• The goal of the paper is to compare non-gradient population-based genetic algorithms (GAs) to state of the art gradient-based algorithms such as deep neural nets (NNs), policy gradient, q-learning, and evolutionary strategies (ES) on difficult reinforcement learning tasks.

  • Regarding general performance on the Atari benchmarks:

    While the GA always outperforms random search, interestingly we discovered that in some Atari games random search outperforms powerful deep RL algorithms (DQN on 3/13 games, A3C on 6/13, and ES on 3/13).

  • The GAs they tested in this paper train using many fewer resources than current deep NN implementations.

  • One of their conclusions is that gradient-based search impedes progress on some tasks and GAs or other gradient-free methods might be more appropriate for those domains.

  • TODO: find out more about ES. They don’t calculate the gradient directly, but they approximate.

  • A rundown of genetic algorithms as used in this paper:
    • GAs evolve a population \(P\) of \(N\) individuals over successive generations.
    • Each individual is a neural network parameter vector \(\theta\).
    • Every individual \(\theta_i\) gets a fitness score \(F(\theta_i)\) each generation.
    • The top \(T\) individuals become the parents for the next generation.
    • To produce the next generation, the following is done \(N-1\) times:
      • A parent \(\theta\) is selected uniformly at random
      • The parent is mutated by applying Gaussian noise \(\theta'=\theta + \sigma\epsilon\) where \(\epsilon \sim \mathcal{N}(0,I)\) (unclear how \(I\) is determined, \(\sigma\) is determined empirically).
      • The \(N^{th}\) individual is the best performer from the previous generation (“elitism”).
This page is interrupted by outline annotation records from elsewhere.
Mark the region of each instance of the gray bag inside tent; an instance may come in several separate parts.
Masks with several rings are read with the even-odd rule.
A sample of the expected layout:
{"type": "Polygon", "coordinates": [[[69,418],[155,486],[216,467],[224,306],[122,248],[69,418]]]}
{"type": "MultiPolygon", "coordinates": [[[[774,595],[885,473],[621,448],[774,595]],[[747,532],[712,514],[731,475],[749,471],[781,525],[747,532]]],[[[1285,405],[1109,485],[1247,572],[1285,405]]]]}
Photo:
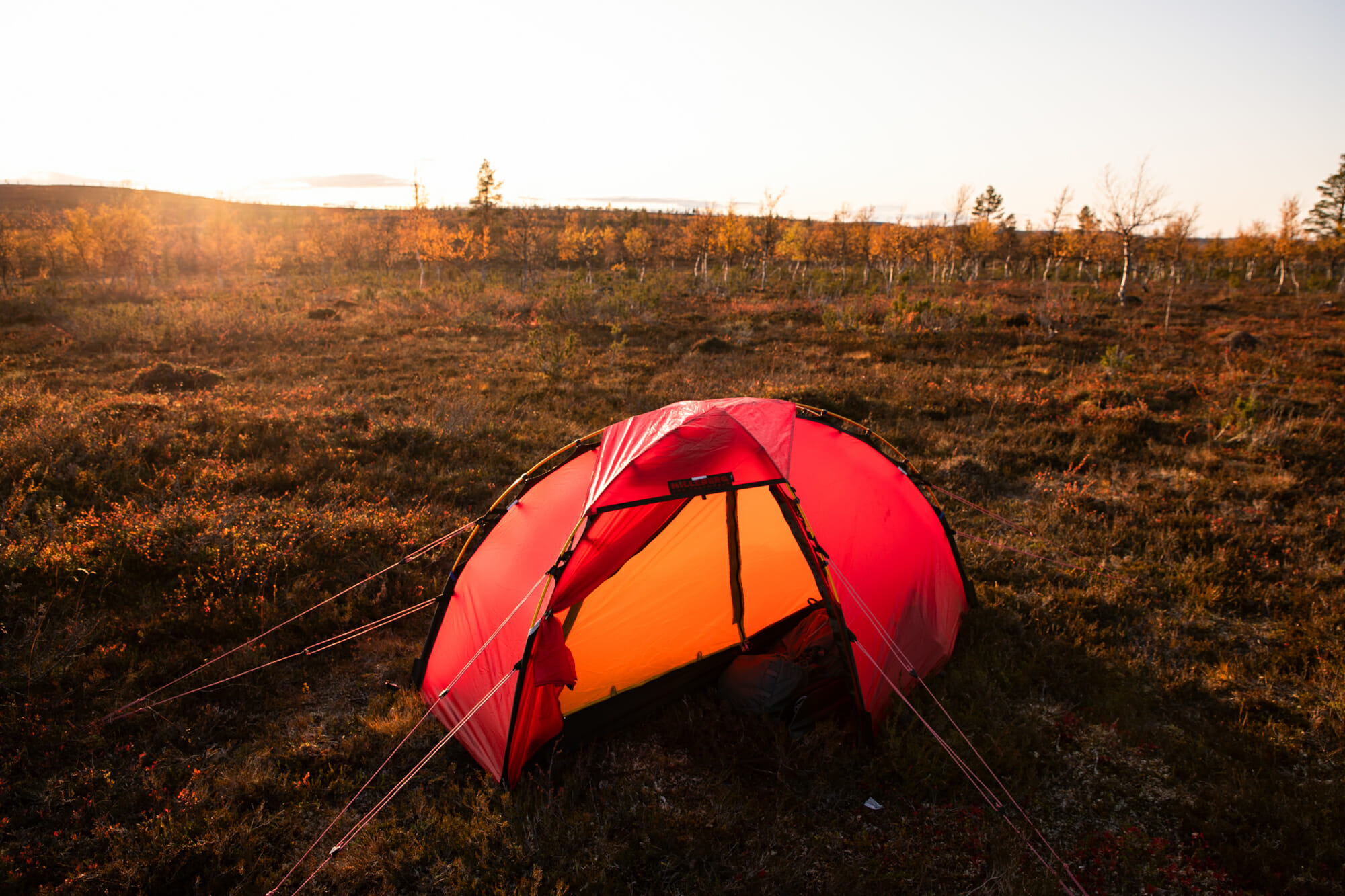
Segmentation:
{"type": "Polygon", "coordinates": [[[771,716],[784,710],[808,674],[780,654],[744,654],[720,675],[720,696],[734,709],[771,716]]]}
There is no crossover between parents.
  • They introduce a compact representation for individuals: Rather than storing the whole vector \(\theta\), they store the random seed used to generate \(\theta\) and the seeds used to generate the Gaussian noise for each successive generation.
    • Size increases linearly with the number of generations (often thousands of generations) and it is independent of the size of \(\theta\) itself (often millions of parameters).
    • This representation parallelizes well and can be used with CPUs instead of GPUs.
  • They also test a variant of genetic algorithm novelty search (GA-NS). In this algorithm, reward is ignored during evolution and novel behavior is rewarded instead. This is theorized to help with avoidance of local mins/maxes.

  • They run experiments on Atari, maze, and locomotion benchmarks.
    • In a head-to-head comparisons, the GA performs better than ES, A3C, and DQN on 6 games out of 13
  • GAs will often find high performing individuals in few generations. This suggests that many high-quality policies exist in the region where the random initialization produces policies.

  • Next question: are we doing any better than random search? GAs outperformed random search in every game tested.
    • Random search outperforms DQN on 3 of 13 games, ES on 3 of 13 games, and A3C on 6 of 13 games.
    • In one example, random search found a policy with a very high score of 3,620 in less than 1 hour vs an average score of 797 produced by DQN after 7-10 days of optimization.
    • The difficulty that NNs have with beating random policies suggest that for some tasks gradient-based methods may be getting trapped in local minima.
  • They then test a maze benchmark designed to have deceptive reward signals and local min/maxes. GA-NS performs well in this scenario because it ignores reward and encourages exploration.

  • GAs disappointed on a robot locomotion task; they were significantly slower at finding a solution than the other algorithms.

  • These results suggest that densely sampling policies in a region around the origin is sufficient to find good policies for some tasks. This sometimes beats state-of-the-art, gradient-based methods.
    • Tasks with densely packed “good” policies seem like they’d be well tailored for GAs.

Thoughts

  • It seems that the performance of RL algorithms are heavily affected by the distribution of good policies in the policy space which is a property of the task itself.

  • I like the idea of “blindly” modifying the parameters of the NN directly. It is interesting to think that a trained net is, ultimately, a vector of numbers and that you can operate on that vector outside of its NN context.